Data Quality Validations
This feature is currently in Public Preview.
- Available for Tecton on Databricks and EMR. Coming to Rift in a future release.
Data Quality Validations help detect feature data issues once a Feature View has
been materialized. If validation results indicate that feature data failed to
meet expectations during a materialization interval, an alert email will be sent
to an email provided as alert_email
in the Feature View declaration.
Terminology​
- Data Quality Metrics are statistics that describe feature values output by a Feature View during materialization. See Data Quality Metrics for more information.
- Expectations are verifiable assertions about metrics. Expectations can be based on metrics. For example, “Expect that <100% of values for a given feature are null”.
- Validations are the process of validating that the set of expectations has been met when materializing a Feature View. Validations can either pass or fail.
- Alerts notify the specified user when validation fails.
This document covers Data Quality Expectations, Validations, and Alerts.
Default Expectations​
By default, Tecton defines the following expectations for all Batch and Stream Feature Views.
For Stream Feature Views, Data Quality Metrics and Expectations only apply to offline materialized feature data.
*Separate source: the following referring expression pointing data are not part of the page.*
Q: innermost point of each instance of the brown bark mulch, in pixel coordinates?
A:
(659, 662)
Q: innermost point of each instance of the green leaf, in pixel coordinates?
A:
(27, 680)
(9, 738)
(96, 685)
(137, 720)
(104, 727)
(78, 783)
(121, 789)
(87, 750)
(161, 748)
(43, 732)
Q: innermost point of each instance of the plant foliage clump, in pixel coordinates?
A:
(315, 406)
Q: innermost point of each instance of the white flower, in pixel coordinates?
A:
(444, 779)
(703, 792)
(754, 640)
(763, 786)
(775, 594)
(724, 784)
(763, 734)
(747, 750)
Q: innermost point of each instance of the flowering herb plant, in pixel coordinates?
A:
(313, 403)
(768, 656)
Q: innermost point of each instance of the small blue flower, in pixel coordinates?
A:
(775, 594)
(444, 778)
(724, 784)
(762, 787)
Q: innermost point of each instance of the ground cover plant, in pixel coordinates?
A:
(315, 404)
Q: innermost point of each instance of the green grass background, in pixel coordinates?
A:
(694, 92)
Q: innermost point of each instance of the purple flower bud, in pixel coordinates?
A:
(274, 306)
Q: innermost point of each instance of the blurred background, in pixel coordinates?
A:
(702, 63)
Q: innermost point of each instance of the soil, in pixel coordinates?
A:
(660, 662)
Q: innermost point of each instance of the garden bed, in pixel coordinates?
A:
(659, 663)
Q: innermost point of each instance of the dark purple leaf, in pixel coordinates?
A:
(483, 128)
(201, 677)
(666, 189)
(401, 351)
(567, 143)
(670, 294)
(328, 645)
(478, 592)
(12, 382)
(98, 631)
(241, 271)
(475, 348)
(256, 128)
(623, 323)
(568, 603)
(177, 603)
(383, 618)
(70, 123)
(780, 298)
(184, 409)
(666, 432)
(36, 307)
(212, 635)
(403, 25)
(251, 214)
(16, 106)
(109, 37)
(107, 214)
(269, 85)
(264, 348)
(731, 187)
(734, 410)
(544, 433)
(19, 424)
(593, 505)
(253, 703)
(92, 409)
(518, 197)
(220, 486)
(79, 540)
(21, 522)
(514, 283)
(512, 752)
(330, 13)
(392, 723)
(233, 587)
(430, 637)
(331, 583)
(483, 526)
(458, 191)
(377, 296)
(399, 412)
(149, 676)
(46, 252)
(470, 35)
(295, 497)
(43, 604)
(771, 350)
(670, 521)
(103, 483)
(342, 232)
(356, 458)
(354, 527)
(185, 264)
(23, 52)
Expectation | Applicable to | Explanation |
---|---|---|
Feature View row count > 0 | Feature Views | Expect feature rows to be produced when a Feature View is materialized |
A feature has any non-null values | All types of features | Expect a feature to have at least one non-null value, when there are feature rows. |
A feature has any non-zero values | Numerical features | Expect a feature to have at least one non-zero value, when there are feature rows. |
A feature has any non-empty values | String or Array features | Expect a feature to have at least one non-empty-string/array value when there are feature rows. |
Enable Validations and Alert Emails​
Validation can be disabled per Feature View, by setting
skip_default_expectations=True
in a Feature View declaration.
Email Alerting is enabled when alert_email
is specified in a Batch or Stream
Feature View definition. The alert email will be sent out at most once in 6
hours per Feature View. If you would like to disable all email alerts for a
Feature View, including other types of materialization alerts, leave this field
unset.
Viewing Validation Results​
You can view the validation results for all Feature Views in a workspace by selecting Data Quality in the left navigation panel in Tecton web UI.